On behalf of Warren & Siurek, L.L.P. posted in Wage & Hour Laws on Tuesday, January 5, 2016.
One of the biggest expenses to any business can be payroll. In order to lower payroll costs, some businesses may engage in wage theft or other unscrupulous activities hoping to get away with it. The Meers Store and Restaurant located outside of Texas is being accused of some shocking claims, including denying workers overtime pay and using child labor at the restaurant.
The U.S. Department of Labor filed a complaint against Meers for violations as far back as 2012. Meers allegedly did not record some of its employee payroll costs to avoid taxes and even paid workers below the federal minimum wage. When some of the workers should have been getting paid overtime, they allegedly did not receive it.
Meers is also accused of violating child labor laws. According to the complaint, children were being used to work in the restaurant to clear tables in place of paying employees. Some of the children were allegedly only 10 years old.

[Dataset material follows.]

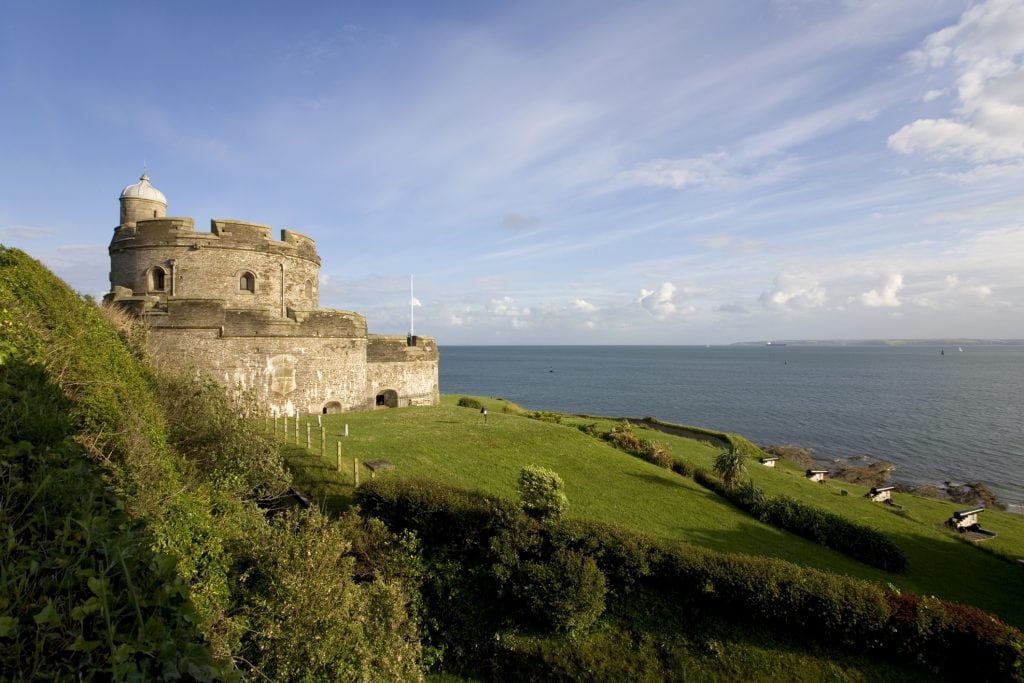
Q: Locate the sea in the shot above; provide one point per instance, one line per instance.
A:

Meers could owe over $181,000 for the overtime pay and other unpaid wages, but the restaurant owners claim they have done nothing wrong. It is in a Texas employee’s best interest to know what he or she should be paid and especially note hours that should be paid at an overtime rate. If an individual is not being paid correctly or asked to accept payment off the books, he or she would benefit from consulting with an employment law attorney to consider pursuing any viable claims. In successfully navigated cases, the individual may receive the money to which he or she claims to be entitled as well as any other redress deemed just by the court.